- Born: 26 March 1916 Toronto, Canada
- Died: 7 April 1997 (aged 81) Lindsay, Ontario, Canada
- Education: Royal College of Music, Royal Academy of Music
- Occupations: Musician, composer, educator, military officer
- Awards: Service Medal of the Order of St John

= James Gayfer =

Canadian musician, military officer and educator

James McDonald Gayfer (26 March 1916 – 7 April 1997) was a Canadian bandmaster, clarinetist, composer, conductor, organist, military officer, and music educator. His compositional output encompasses several orchestral works, including two symphonies, numerous works for band and solo piano, a modest amount of chamber music, and several songs, hymns, and choral works. In 1944 his string quartet won the CPRS award and in 1947 his Six Translations from the Chinese for tenor and small orchestra won the Composers, Authors and Publishers Association of Canada competition. In 1953, he was appointed to the post of Director of Music of the Band of the Canadian Guards, serving until 1961. From then on, he served as a musical training officers of the Canadian Forces School of Music. In 1960 he wrote The Canadian Infantryman, the official march past of the Royal Canadian Infantry Corps. Although Gayfer's works remain unpublished, some of them have been recorded by a number of artists, including Howard Cable, David Mills, and the Edmonton Wind Ensemble. The Band of the Royal 22^{e} Régiment continues to perform his works with some frequency. In 1983 he was awarded the Service Medal of the Order of St John.

==Life==
Born in Toronto, Gayfer studied at the University of Toronto where he earned a Bachelor of Music in 1941. In 1942 he met Ralph Vaughan Williams and the two men went on to become lifelong friends. He pursued further studies in London where he earned an associates diploma at the Royal College of Music in 1946 and a licentiate from the Royal Academy of Music in 1947. He also attended courses at the Royal Military School of Music from 1945 to 1947. He returned to the University of Toronto, earning a Doctor of Music in 1950. Among his notable teachers were Jennie Goodman Bouck and Reginald Godden (piano), Maitland Farmer (organ), and Ettore Mazzoleni (orchestration), Arthur H. Middleton, and S. Drummond Wolff.

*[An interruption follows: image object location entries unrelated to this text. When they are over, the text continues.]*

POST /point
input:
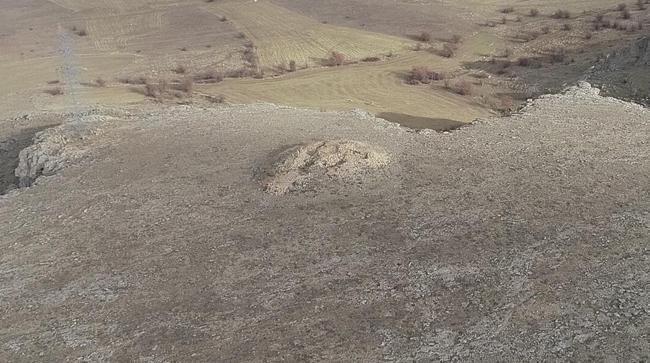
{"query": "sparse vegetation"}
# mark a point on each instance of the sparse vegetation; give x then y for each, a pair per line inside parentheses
(462, 87)
(216, 99)
(561, 14)
(625, 14)
(156, 90)
(336, 59)
(209, 76)
(424, 37)
(447, 51)
(187, 85)
(422, 74)
(56, 91)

In 1940 Gayfer joined the Canadian Army, ultimately becoming a clarinetist in the band of the Royal Canadian Corps of Signals with whom he was stationed in Europe from 1943 to 1945. He later was appointed command bandmaster and command inspector of bands, a post he held from 1947 to 1951. From 1954 to 1961 he was director of music of the band of The Canadian Guards and from 1961 to 1968 he served as the first musical training officer for the Canadian Forces School of Music. He notably took some of the military bands to Japan and Korea for concerts to entertain troops overseas. He retired from the military in 1966 with the rank of Major.

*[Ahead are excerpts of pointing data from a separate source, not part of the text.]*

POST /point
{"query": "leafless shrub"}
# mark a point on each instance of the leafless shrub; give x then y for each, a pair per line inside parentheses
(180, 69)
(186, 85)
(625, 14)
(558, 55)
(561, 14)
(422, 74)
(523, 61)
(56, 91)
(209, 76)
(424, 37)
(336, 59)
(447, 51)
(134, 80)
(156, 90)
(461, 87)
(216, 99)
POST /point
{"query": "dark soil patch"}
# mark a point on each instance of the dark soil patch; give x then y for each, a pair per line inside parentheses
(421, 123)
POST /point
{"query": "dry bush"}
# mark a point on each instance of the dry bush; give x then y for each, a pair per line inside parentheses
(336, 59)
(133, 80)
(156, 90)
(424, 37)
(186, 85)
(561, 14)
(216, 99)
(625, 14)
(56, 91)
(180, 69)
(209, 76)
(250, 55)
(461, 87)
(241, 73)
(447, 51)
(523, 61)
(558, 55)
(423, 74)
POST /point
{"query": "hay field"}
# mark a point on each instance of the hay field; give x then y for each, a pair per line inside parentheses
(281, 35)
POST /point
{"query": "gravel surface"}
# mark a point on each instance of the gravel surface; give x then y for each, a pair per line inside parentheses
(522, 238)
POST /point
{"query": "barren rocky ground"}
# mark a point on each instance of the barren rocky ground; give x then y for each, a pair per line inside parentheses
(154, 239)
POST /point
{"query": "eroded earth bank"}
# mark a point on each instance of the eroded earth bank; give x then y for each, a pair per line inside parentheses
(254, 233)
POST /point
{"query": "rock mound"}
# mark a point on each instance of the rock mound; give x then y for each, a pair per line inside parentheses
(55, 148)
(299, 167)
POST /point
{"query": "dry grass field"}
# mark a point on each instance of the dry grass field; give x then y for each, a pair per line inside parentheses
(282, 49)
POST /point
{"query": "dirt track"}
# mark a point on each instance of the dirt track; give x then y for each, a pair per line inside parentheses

While serving in the military, Gayfer, also held various church posts in the Ontario area as organist/choirmaster. He was also conductor of the Harmony Symphony Orchestra from 1949 to 1954 and was involved in conducting opera and operetta performances in Toronto from 1962 to 1966. He served as the associate conductor of the Victoria Symphony Orchestra in 1963-1964 and was the leader of the Kitchener Musical Society Band in 1971–1972.

After leaving the Canadian Army, Gayfer joined the teaching staff at Southwood Secondary School in Galt where he taught from 1966 to 1972. In 1967 he founded the Galt Community Choir and Orchestra, serving as the groups conductor through 1970. He also taught music classes at Champlain High School in Pembroke and was a member of the music faculty at Dalhousie University from 1972 to 1974. In 1978 he founded the Petawawa Legion Community Band. He died in Lindsay, Ontario at the age of 81.